Sulb Steel has a total capacity of 1 million tonnes for angles, beams, flat beams and channels. In Bahrain, the company produced 400,000 tonnes in 2015 and had beams as its best-selling product, amounting to approximately 90 per cent of output. Around 10 per cent of production was made up by angles. The company also produces flat beams and channels but in insignificant quantities.
“Some 40 per cent of Bahrain’s production goes to the UAE, another 40 per cent to Saudi Arabia and the remainder to Qatar, Kuwait, the wider Mena region and Germany.

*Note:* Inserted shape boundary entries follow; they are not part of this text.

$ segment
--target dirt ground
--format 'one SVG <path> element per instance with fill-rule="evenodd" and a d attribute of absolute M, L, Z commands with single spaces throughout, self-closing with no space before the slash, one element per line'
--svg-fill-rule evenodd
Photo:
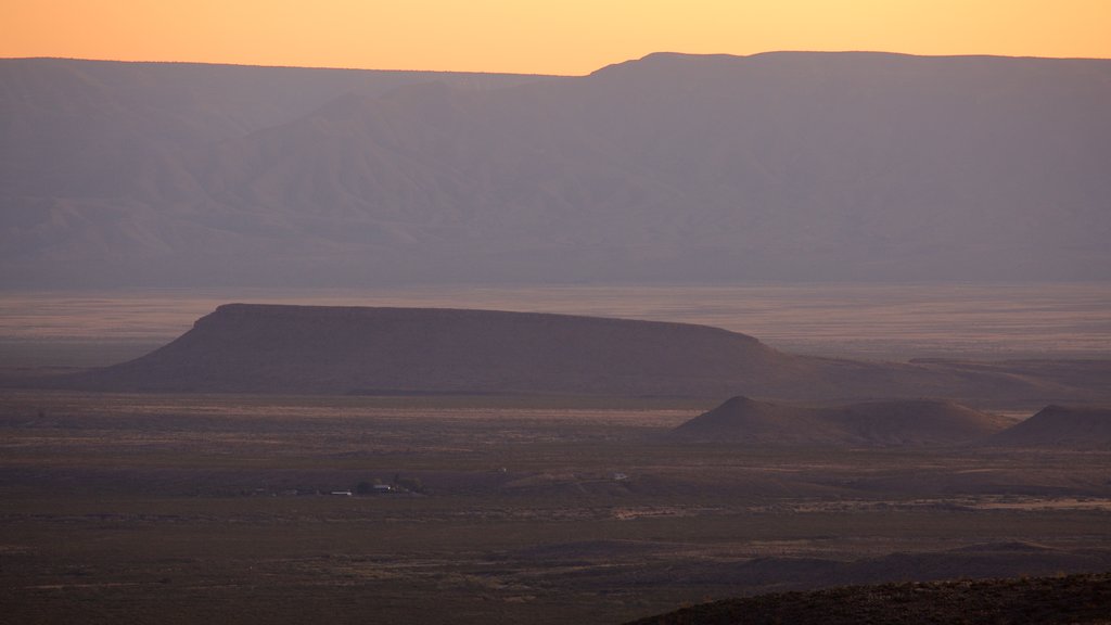
<path fill-rule="evenodd" d="M 1109 453 L 662 436 L 710 407 L 3 391 L 0 621 L 620 623 L 1111 569 Z"/>

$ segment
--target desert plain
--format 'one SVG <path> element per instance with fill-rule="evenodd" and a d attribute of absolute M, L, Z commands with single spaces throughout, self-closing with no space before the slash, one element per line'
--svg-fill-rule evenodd
<path fill-rule="evenodd" d="M 727 397 L 10 379 L 11 623 L 601 624 L 770 592 L 1111 569 L 1107 445 L 677 436 Z M 1040 408 L 970 409 L 1003 431 Z"/>

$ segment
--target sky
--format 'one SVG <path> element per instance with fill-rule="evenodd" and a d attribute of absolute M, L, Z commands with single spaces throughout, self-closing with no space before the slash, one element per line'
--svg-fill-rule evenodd
<path fill-rule="evenodd" d="M 651 52 L 1111 58 L 1111 0 L 0 0 L 0 57 L 578 76 Z"/>

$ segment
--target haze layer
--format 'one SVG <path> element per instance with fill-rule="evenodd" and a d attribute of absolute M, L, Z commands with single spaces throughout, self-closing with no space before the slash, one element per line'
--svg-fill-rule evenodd
<path fill-rule="evenodd" d="M 7 287 L 1111 277 L 1111 61 L 0 82 Z"/>

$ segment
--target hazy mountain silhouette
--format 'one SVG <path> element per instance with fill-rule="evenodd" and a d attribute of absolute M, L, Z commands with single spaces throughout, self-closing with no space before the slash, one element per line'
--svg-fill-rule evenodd
<path fill-rule="evenodd" d="M 8 60 L 0 80 L 6 285 L 1111 268 L 1111 61 L 652 54 L 556 79 Z"/>
<path fill-rule="evenodd" d="M 1005 427 L 951 401 L 904 399 L 809 408 L 732 397 L 680 425 L 679 439 L 760 445 L 955 445 Z"/>
<path fill-rule="evenodd" d="M 1079 365 L 1078 365 L 1079 366 Z M 794 356 L 691 324 L 494 310 L 233 304 L 136 360 L 9 384 L 274 394 L 569 394 L 1045 400 L 1100 389 L 1004 368 Z M 873 428 L 864 410 L 845 415 Z M 877 428 L 873 437 L 888 436 Z M 891 434 L 897 436 L 897 434 Z"/>

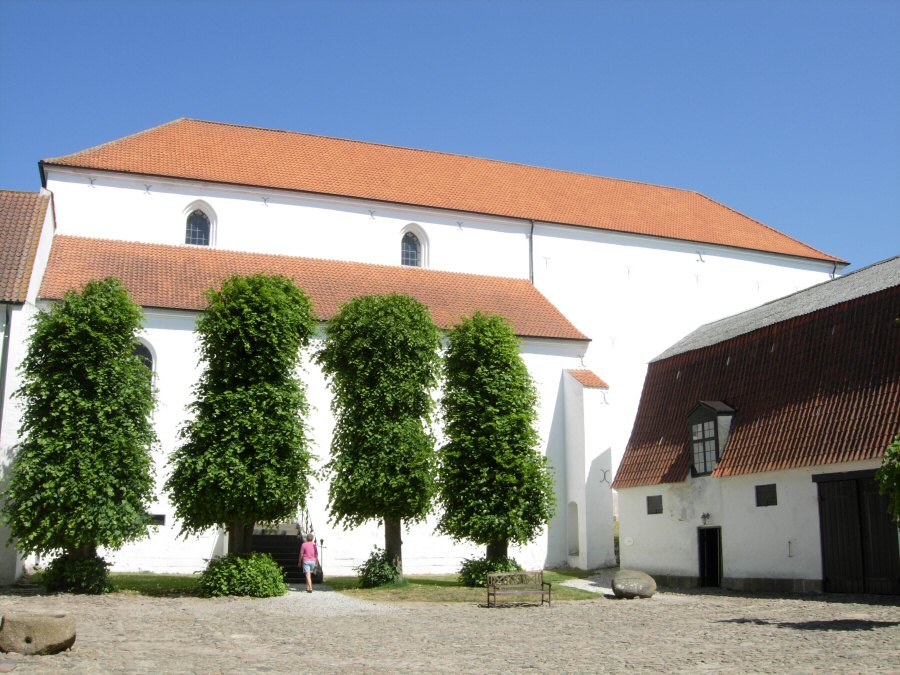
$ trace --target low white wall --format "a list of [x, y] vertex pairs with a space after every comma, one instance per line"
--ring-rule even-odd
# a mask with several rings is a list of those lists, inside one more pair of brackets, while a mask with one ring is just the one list
[[[733, 579], [822, 579], [818, 488], [814, 474], [874, 469], [878, 460], [790, 471], [688, 478], [619, 490], [622, 567], [698, 577], [697, 528], [722, 528], [722, 574]], [[774, 483], [778, 504], [756, 506], [756, 486]], [[663, 513], [647, 514], [662, 495]]]

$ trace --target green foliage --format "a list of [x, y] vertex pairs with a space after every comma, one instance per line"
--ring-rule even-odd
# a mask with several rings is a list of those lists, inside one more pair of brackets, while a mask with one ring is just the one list
[[521, 571], [522, 566], [512, 558], [465, 558], [459, 568], [459, 583], [470, 588], [485, 588], [488, 574]]
[[417, 521], [431, 509], [440, 332], [404, 295], [356, 298], [328, 324], [317, 361], [329, 378], [336, 424], [328, 496], [333, 522]]
[[888, 511], [900, 526], [900, 434], [884, 453], [881, 468], [875, 473], [881, 494], [888, 496]]
[[438, 531], [478, 544], [524, 544], [553, 516], [538, 451], [537, 392], [501, 317], [476, 313], [447, 335]]
[[200, 575], [200, 595], [246, 595], [273, 598], [284, 595], [284, 570], [268, 553], [225, 555], [213, 558]]
[[393, 557], [377, 546], [366, 562], [353, 569], [359, 576], [360, 588], [376, 588], [400, 581], [400, 569], [394, 564]]
[[98, 555], [85, 558], [64, 553], [54, 558], [41, 573], [41, 585], [48, 593], [100, 595], [114, 590], [109, 563]]
[[115, 549], [147, 535], [155, 392], [134, 355], [141, 318], [115, 279], [35, 316], [16, 392], [23, 440], [3, 495], [20, 551]]
[[295, 375], [317, 326], [309, 297], [265, 275], [231, 277], [207, 297], [197, 322], [205, 369], [166, 482], [183, 534], [292, 517], [313, 459]]

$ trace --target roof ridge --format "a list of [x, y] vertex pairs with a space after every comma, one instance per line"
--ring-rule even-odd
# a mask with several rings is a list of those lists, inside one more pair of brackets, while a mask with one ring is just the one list
[[[197, 119], [195, 117], [180, 117], [177, 120], [172, 120], [172, 122], [169, 122], [169, 124], [174, 123], [174, 122], [179, 122], [179, 121], [197, 122], [200, 124], [211, 124], [211, 125], [215, 125], [215, 126], [236, 127], [238, 129], [255, 129], [257, 131], [269, 131], [272, 133], [289, 134], [289, 135], [293, 135], [293, 136], [308, 136], [311, 138], [324, 138], [324, 139], [328, 139], [331, 141], [341, 141], [343, 143], [356, 143], [359, 145], [377, 146], [380, 148], [393, 148], [395, 150], [406, 150], [409, 152], [421, 152], [421, 153], [425, 153], [425, 154], [429, 154], [429, 155], [443, 155], [445, 157], [461, 157], [463, 159], [474, 159], [479, 162], [493, 162], [496, 164], [505, 164], [507, 166], [521, 166], [526, 169], [537, 169], [539, 171], [553, 171], [555, 173], [563, 173], [563, 174], [567, 174], [569, 176], [599, 178], [600, 180], [614, 181], [617, 183], [629, 183], [629, 184], [633, 184], [633, 185], [644, 185], [646, 187], [659, 188], [661, 190], [676, 190], [678, 192], [695, 192], [694, 190], [691, 190], [689, 188], [679, 188], [679, 187], [673, 187], [671, 185], [660, 185], [659, 183], [648, 183], [647, 181], [632, 180], [632, 179], [628, 179], [628, 178], [616, 178], [614, 176], [601, 176], [599, 174], [586, 173], [584, 171], [571, 171], [569, 169], [557, 169], [557, 168], [549, 167], [549, 166], [541, 166], [539, 164], [526, 164], [524, 162], [512, 162], [512, 161], [509, 161], [506, 159], [496, 159], [493, 157], [480, 157], [478, 155], [467, 155], [467, 154], [464, 154], [461, 152], [447, 152], [446, 150], [428, 150], [426, 148], [412, 148], [412, 147], [409, 147], [406, 145], [397, 145], [396, 143], [379, 143], [376, 141], [362, 141], [362, 140], [359, 140], [356, 138], [342, 138], [340, 136], [331, 136], [328, 134], [313, 134], [313, 133], [309, 133], [307, 131], [292, 131], [290, 129], [271, 129], [269, 127], [261, 127], [261, 126], [254, 125], [254, 124], [237, 124], [234, 122], [217, 122], [215, 120], [201, 120], [201, 119]], [[164, 125], [160, 125], [160, 126], [164, 126]], [[157, 128], [157, 127], [154, 127], [154, 129], [155, 128]], [[150, 131], [150, 129], [147, 129], [147, 131]], [[132, 135], [137, 135], [137, 134], [132, 134]], [[125, 138], [128, 138], [128, 137], [126, 136]], [[122, 139], [120, 139], [120, 140], [122, 140]], [[100, 147], [100, 146], [96, 146], [96, 147]], [[699, 193], [697, 193], [697, 194], [699, 194]], [[743, 214], [741, 214], [741, 215], [743, 215]]]
[[84, 148], [83, 150], [76, 150], [75, 152], [70, 152], [65, 155], [58, 155], [56, 157], [48, 157], [46, 159], [42, 159], [41, 162], [45, 164], [52, 164], [54, 160], [61, 160], [67, 157], [75, 157], [76, 155], [83, 155], [88, 152], [93, 152], [95, 150], [99, 150], [100, 148], [105, 148], [109, 145], [115, 145], [116, 143], [120, 143], [122, 141], [126, 141], [132, 138], [137, 138], [138, 136], [143, 136], [144, 134], [149, 134], [152, 131], [156, 131], [157, 129], [162, 129], [163, 127], [167, 127], [170, 124], [175, 124], [176, 122], [183, 122], [189, 118], [187, 117], [178, 117], [174, 120], [169, 120], [168, 122], [163, 122], [162, 124], [157, 124], [156, 126], [149, 127], [147, 129], [141, 129], [140, 131], [135, 131], [133, 134], [128, 134], [126, 136], [122, 136], [120, 138], [114, 138], [111, 141], [104, 141], [103, 143], [98, 143], [97, 145], [92, 145], [89, 148]]
[[40, 190], [4, 190], [0, 189], [0, 194], [8, 194], [8, 195], [33, 195], [35, 197], [44, 197], [49, 198], [49, 195], [45, 195]]
[[[777, 229], [777, 228], [774, 228], [774, 227], [772, 227], [771, 225], [767, 225], [766, 223], [762, 222], [761, 220], [757, 220], [757, 219], [754, 218], [753, 216], [748, 216], [748, 215], [747, 215], [746, 213], [744, 213], [743, 211], [738, 211], [736, 208], [731, 207], [731, 206], [728, 206], [728, 204], [724, 204], [724, 203], [722, 203], [722, 202], [720, 202], [720, 201], [718, 201], [718, 200], [716, 200], [716, 199], [713, 199], [712, 197], [707, 197], [707, 196], [706, 196], [705, 194], [703, 194], [702, 192], [697, 192], [696, 190], [691, 190], [691, 192], [694, 192], [695, 194], [697, 194], [697, 195], [703, 197], [703, 199], [706, 199], [706, 200], [708, 200], [708, 201], [711, 201], [711, 202], [712, 202], [713, 204], [715, 204], [716, 206], [721, 206], [721, 207], [723, 207], [723, 208], [728, 209], [728, 210], [731, 211], [732, 213], [738, 214], [738, 215], [741, 216], [742, 218], [746, 218], [747, 220], [752, 220], [752, 221], [753, 221], [754, 223], [756, 223], [757, 225], [762, 225], [764, 228], [766, 228], [767, 230], [770, 230], [770, 231], [774, 232], [775, 234], [779, 234], [779, 235], [781, 235], [782, 237], [787, 237], [787, 238], [790, 239], [791, 241], [796, 242], [796, 243], [798, 243], [798, 244], [800, 244], [800, 245], [802, 245], [802, 246], [805, 246], [806, 248], [808, 248], [808, 249], [810, 249], [810, 250], [812, 250], [812, 251], [815, 251], [816, 253], [819, 253], [819, 254], [824, 255], [824, 256], [828, 256], [829, 258], [833, 258], [833, 257], [834, 257], [834, 256], [832, 256], [830, 253], [825, 253], [825, 251], [820, 251], [820, 250], [817, 249], [815, 246], [810, 246], [810, 245], [807, 244], [805, 241], [800, 241], [799, 239], [796, 239], [795, 237], [792, 237], [792, 236], [789, 235], [789, 234], [785, 234], [785, 233], [782, 232], [781, 230], [779, 230], [779, 229]], [[841, 262], [847, 262], [847, 261], [846, 261], [846, 260], [837, 259], [837, 260], [835, 260], [835, 262], [841, 263]]]

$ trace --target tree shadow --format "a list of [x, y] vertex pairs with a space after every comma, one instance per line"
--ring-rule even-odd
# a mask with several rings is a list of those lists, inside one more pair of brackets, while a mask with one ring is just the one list
[[900, 626], [900, 621], [870, 621], [868, 619], [828, 619], [824, 621], [769, 621], [768, 619], [751, 619], [747, 617], [741, 617], [737, 619], [719, 619], [718, 621], [716, 621], [716, 623], [750, 623], [756, 626], [777, 626], [778, 628], [793, 628], [794, 630], [826, 631], [861, 631]]

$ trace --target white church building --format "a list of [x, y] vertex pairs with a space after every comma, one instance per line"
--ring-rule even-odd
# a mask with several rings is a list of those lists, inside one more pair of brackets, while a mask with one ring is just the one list
[[[207, 288], [281, 273], [323, 321], [355, 296], [408, 293], [441, 328], [483, 310], [521, 338], [558, 505], [541, 537], [511, 549], [526, 567], [614, 560], [613, 469], [651, 358], [698, 325], [846, 265], [693, 191], [191, 119], [43, 160], [40, 179], [40, 193], [0, 198], [11, 270], [0, 275], [3, 471], [18, 441], [11, 394], [29, 318], [90, 279], [118, 277], [144, 308], [159, 486], [201, 370], [193, 329]], [[330, 395], [314, 364], [303, 378], [324, 461]], [[308, 507], [329, 574], [352, 573], [383, 542], [377, 523], [332, 528], [324, 483]], [[113, 569], [194, 572], [224, 550], [223, 532], [179, 538], [161, 491], [151, 512], [160, 524], [108, 553]], [[454, 571], [482, 553], [436, 535], [435, 522], [405, 534], [406, 571]], [[3, 551], [0, 581], [21, 565]]]

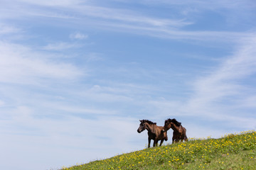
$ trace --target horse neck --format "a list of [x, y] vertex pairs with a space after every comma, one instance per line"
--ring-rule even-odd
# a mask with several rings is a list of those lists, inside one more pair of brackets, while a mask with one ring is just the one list
[[146, 124], [146, 129], [149, 131], [149, 132], [151, 132], [151, 133], [154, 133], [154, 125], [151, 125], [151, 124], [149, 124], [149, 123], [145, 123]]

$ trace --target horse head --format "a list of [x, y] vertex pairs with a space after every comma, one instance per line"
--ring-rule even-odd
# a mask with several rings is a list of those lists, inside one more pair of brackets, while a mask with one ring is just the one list
[[146, 129], [146, 125], [145, 125], [145, 120], [139, 120], [139, 121], [141, 122], [141, 123], [139, 124], [139, 127], [137, 130], [138, 133], [142, 132], [143, 130], [144, 130]]

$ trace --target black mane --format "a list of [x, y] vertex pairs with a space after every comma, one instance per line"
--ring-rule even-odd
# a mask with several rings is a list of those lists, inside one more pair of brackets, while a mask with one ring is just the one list
[[149, 120], [140, 120], [142, 123], [149, 123], [149, 125], [156, 125], [156, 123], [153, 123]]
[[167, 120], [165, 120], [165, 123], [173, 123], [176, 126], [180, 126], [181, 125], [181, 123], [178, 122], [177, 120], [176, 120], [175, 118], [174, 118], [174, 119], [170, 119], [170, 118], [167, 119]]

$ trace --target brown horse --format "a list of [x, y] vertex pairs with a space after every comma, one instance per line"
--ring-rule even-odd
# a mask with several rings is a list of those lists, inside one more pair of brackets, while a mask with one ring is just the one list
[[178, 122], [174, 119], [167, 119], [164, 122], [163, 132], [166, 132], [168, 130], [171, 128], [174, 130], [174, 135], [172, 138], [172, 143], [178, 142], [183, 140], [188, 141], [188, 137], [186, 135], [186, 129], [181, 125], [181, 123]]
[[139, 120], [141, 122], [139, 127], [137, 130], [139, 133], [142, 132], [145, 129], [148, 131], [148, 147], [150, 147], [150, 141], [154, 140], [153, 147], [157, 145], [159, 140], [161, 140], [160, 146], [162, 144], [164, 140], [167, 141], [168, 137], [166, 132], [162, 132], [164, 127], [157, 126], [156, 123], [153, 123], [148, 120]]

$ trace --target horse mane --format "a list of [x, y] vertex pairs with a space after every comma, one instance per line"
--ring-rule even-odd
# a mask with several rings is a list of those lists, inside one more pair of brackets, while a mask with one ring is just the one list
[[156, 125], [156, 123], [153, 123], [149, 120], [140, 120], [142, 123], [149, 123], [149, 125]]
[[180, 126], [181, 125], [181, 123], [180, 123], [180, 122], [178, 122], [177, 121], [177, 120], [176, 120], [175, 118], [174, 118], [174, 119], [167, 119], [167, 120], [165, 120], [165, 122], [166, 122], [167, 121], [167, 123], [174, 123], [176, 126]]

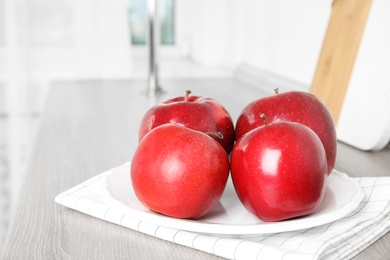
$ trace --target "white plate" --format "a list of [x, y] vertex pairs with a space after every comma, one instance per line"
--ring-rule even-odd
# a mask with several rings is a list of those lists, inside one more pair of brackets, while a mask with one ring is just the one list
[[198, 220], [176, 219], [150, 211], [134, 194], [130, 163], [106, 175], [104, 200], [130, 216], [161, 226], [216, 235], [256, 235], [293, 231], [323, 225], [343, 218], [358, 208], [364, 197], [359, 184], [346, 174], [333, 171], [327, 180], [323, 202], [311, 215], [279, 222], [264, 222], [249, 213], [239, 201], [229, 178], [220, 202]]

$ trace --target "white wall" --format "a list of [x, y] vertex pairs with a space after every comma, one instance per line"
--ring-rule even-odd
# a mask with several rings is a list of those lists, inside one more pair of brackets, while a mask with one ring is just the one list
[[197, 1], [191, 57], [204, 64], [247, 64], [310, 84], [331, 0]]

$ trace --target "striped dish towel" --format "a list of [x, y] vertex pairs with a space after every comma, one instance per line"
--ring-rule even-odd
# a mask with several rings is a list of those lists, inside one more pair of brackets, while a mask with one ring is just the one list
[[[129, 167], [127, 163], [114, 169], [130, 176]], [[113, 170], [59, 194], [55, 201], [90, 216], [227, 259], [349, 259], [390, 230], [390, 177], [353, 178], [362, 187], [364, 199], [344, 218], [295, 231], [239, 237], [190, 232], [133, 216], [123, 204], [106, 199], [107, 178]]]

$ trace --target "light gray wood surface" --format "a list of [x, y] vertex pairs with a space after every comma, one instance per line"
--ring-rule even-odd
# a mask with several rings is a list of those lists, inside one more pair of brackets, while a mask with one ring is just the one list
[[[29, 158], [2, 259], [219, 259], [57, 205], [54, 197], [131, 160], [138, 125], [155, 103], [183, 95], [210, 96], [234, 120], [270, 92], [233, 79], [162, 81], [165, 94], [142, 95], [144, 81], [58, 82]], [[371, 153], [339, 143], [336, 169], [350, 176], [390, 176], [390, 149]], [[389, 259], [390, 233], [356, 259]]]

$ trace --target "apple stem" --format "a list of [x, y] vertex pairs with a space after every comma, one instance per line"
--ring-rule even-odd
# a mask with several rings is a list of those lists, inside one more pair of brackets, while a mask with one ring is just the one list
[[261, 119], [264, 120], [264, 124], [265, 124], [265, 125], [268, 125], [267, 117], [266, 117], [263, 113], [261, 113], [260, 117], [261, 117]]
[[184, 102], [188, 101], [188, 97], [191, 94], [191, 90], [186, 90], [186, 95], [184, 96]]
[[206, 134], [214, 135], [214, 136], [218, 137], [219, 139], [223, 139], [223, 134], [221, 132], [209, 131], [209, 132], [206, 132]]

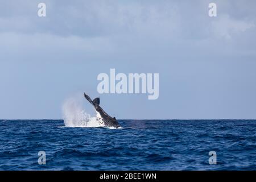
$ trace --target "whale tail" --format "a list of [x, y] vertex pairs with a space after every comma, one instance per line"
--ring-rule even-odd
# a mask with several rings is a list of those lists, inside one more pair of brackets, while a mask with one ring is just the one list
[[97, 104], [97, 105], [100, 105], [100, 97], [96, 97], [95, 98], [93, 101], [93, 102], [94, 104]]
[[108, 115], [100, 106], [100, 97], [96, 97], [92, 101], [90, 97], [87, 96], [85, 93], [84, 93], [84, 95], [86, 100], [94, 107], [96, 111], [100, 114], [101, 118], [104, 121], [104, 124], [106, 126], [114, 126], [116, 128], [120, 127], [117, 119], [115, 117], [112, 118]]

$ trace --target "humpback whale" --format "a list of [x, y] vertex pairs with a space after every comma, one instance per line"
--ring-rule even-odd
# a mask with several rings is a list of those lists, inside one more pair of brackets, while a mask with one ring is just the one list
[[90, 102], [95, 109], [97, 113], [97, 119], [103, 124], [105, 126], [107, 127], [114, 127], [118, 128], [121, 126], [119, 125], [115, 117], [112, 118], [108, 115], [103, 109], [100, 106], [100, 97], [96, 97], [93, 101], [90, 99], [90, 97], [84, 93], [84, 97]]

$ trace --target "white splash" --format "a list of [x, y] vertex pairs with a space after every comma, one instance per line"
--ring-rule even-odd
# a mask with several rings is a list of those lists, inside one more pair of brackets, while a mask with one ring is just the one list
[[104, 127], [97, 117], [92, 117], [74, 98], [66, 100], [62, 109], [65, 127]]

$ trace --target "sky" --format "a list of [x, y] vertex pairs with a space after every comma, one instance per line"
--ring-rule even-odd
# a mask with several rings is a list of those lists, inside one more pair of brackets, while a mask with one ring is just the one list
[[[117, 119], [256, 119], [255, 1], [0, 1], [0, 119], [93, 115], [84, 92]], [[110, 68], [159, 73], [158, 99], [100, 94]]]

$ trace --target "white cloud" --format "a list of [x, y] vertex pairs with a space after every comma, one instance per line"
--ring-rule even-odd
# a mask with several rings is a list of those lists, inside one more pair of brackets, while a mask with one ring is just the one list
[[232, 19], [228, 14], [221, 15], [212, 23], [213, 31], [216, 36], [232, 39], [239, 36], [247, 30], [254, 27], [252, 22]]

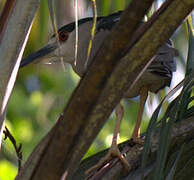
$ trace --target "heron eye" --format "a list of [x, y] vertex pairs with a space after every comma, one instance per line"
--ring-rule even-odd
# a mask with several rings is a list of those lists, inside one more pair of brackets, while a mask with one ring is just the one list
[[68, 39], [68, 37], [69, 37], [68, 32], [66, 32], [66, 31], [59, 32], [59, 40], [60, 41], [66, 41]]

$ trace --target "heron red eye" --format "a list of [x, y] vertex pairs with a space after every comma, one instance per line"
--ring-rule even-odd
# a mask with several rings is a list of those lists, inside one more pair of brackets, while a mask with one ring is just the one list
[[68, 39], [68, 37], [69, 37], [68, 32], [66, 32], [66, 31], [59, 32], [59, 40], [60, 41], [66, 41]]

Fuerthner said shipments to Germany were a testament to Sulb’s high production standards. “Germany is very quality conscious; they buy from us because of our high standards,” he highlighted. “We can make beams up to 24 m, which few mills in the world can do, and this is one of our biggest advantages. That explains why we have so many orders for long beams.”
The company has capability to make sheet piles that have applications in the construction of wharfs and jetties but is currently not producing them because of poor demand. In earlier years it had low-volume orders but Fuerthner highlighted that production would not be feasible if there was no continuous production at the plant.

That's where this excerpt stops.